Appellant contends the trial court erred by using an involuntary manslaughter conviction to aggravate the present sentence because involuntary manslaughter does not represent a criminal state of mind. He further contends it was error to use a 1974 conviction because it was too remote. Where a defendant seeks to diminish the relevance of a criminal record by emphasizing its remoteness or nonviolent character, neither factor precludes the trial court from using such prior convictions as aggravating circumstances. Perry v. State (1983), Ind., 447 N.E.2d 599, 600.
Appellant next maintains the trial court erred in taking into consideration the fact that he was charged with murder but convicted of only the lesser included offense of voluntary manslaughter. This issue is nearly identical to that addressed in Wilson v. State (1984), Ind., 458 N.E.2d 654, reh. denied (1984). There, Justice DeBruler wrote for a unanimous court in finding that although the trial judge did entertain some skepticism concerning evidence of sudden heat and the success of defense counsel's persuasive talents, he did not err in considering and taking into account these items as an "evaluative statement of the circumstances surrounding the crime." Id. at 656. This case, like Wilson, is distinguished from Gambill v. State (1982), Ind., 436 N.E.2d 301, where the trial judge was openly hostile to the guilty verdict. The trial judge's comments in the present case were merely an analysis of the facts of the case.
Finally, Appellant alleges the trial court erred in aggravating his sentence due to the manner in which the shooting occurred, specifically in that Appellant had alternatives available other than using a firearm.

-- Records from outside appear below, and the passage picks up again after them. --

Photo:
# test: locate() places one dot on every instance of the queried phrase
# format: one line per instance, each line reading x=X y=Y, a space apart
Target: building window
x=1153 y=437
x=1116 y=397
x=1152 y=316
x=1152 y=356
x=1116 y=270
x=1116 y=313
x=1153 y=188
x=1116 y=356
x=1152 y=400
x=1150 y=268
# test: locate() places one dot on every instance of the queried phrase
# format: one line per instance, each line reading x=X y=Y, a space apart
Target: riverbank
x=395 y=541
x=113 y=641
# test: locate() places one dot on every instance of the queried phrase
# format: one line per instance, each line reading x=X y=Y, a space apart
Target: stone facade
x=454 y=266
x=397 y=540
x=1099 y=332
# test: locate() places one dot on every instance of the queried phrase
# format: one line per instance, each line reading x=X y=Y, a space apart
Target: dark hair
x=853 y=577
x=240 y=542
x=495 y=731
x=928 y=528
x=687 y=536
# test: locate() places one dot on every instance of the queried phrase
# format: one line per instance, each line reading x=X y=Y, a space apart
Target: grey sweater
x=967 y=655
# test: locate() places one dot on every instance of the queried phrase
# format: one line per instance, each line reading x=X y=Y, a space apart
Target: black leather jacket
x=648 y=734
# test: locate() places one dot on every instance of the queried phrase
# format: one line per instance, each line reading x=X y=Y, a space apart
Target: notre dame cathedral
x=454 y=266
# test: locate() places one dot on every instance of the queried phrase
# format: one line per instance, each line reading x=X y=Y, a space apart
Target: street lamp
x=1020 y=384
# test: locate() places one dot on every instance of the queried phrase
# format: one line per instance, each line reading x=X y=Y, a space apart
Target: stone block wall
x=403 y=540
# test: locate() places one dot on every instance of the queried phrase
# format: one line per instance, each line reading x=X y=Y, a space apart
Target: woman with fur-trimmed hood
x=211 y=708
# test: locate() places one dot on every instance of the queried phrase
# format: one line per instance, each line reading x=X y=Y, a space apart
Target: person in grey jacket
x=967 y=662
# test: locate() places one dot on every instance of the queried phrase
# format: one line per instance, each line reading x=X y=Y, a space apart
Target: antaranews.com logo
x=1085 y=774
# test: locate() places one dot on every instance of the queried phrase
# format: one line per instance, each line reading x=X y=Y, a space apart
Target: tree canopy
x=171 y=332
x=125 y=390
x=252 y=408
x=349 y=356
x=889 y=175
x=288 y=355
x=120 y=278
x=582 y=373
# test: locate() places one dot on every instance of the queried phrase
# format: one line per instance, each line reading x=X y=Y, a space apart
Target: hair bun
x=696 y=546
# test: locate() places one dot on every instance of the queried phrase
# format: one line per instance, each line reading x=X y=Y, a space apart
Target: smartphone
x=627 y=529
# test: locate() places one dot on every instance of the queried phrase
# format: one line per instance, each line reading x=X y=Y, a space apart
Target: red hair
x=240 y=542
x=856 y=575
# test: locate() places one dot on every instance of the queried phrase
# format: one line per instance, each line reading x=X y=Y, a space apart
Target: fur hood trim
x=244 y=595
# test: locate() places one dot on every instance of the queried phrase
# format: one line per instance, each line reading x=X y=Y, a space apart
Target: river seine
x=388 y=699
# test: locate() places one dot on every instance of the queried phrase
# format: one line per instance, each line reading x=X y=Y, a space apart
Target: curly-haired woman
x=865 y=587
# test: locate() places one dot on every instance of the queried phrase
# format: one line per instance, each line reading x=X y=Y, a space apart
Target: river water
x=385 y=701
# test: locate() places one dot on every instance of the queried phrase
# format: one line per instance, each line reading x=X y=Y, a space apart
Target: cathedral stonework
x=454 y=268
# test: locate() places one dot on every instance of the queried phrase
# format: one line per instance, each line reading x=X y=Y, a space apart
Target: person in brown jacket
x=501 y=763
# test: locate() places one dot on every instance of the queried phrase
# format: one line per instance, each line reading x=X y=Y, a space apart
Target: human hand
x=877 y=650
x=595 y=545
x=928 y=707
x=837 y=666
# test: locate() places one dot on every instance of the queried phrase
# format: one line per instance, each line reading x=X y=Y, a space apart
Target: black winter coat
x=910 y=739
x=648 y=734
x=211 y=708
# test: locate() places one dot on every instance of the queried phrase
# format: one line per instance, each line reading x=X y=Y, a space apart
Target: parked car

Appellant argues this is not the law, that he was not required to shut his door or retreat into his home. Appellant's self defense argument at this point is inappropriate. The court had a right to consider the manner in which the crime was committed in making its sentence determination. Wilson, Ind. 458 N.E.2d at 656; Vasquez v. State (1983), Ind., 449 N.E.2d 284, 287-288.
The trial court is affirmed.
GIVAN, C.J., and DeBRULER, and SHEPARD, JJ., concur.
DICKSON, J., dissents without opinion.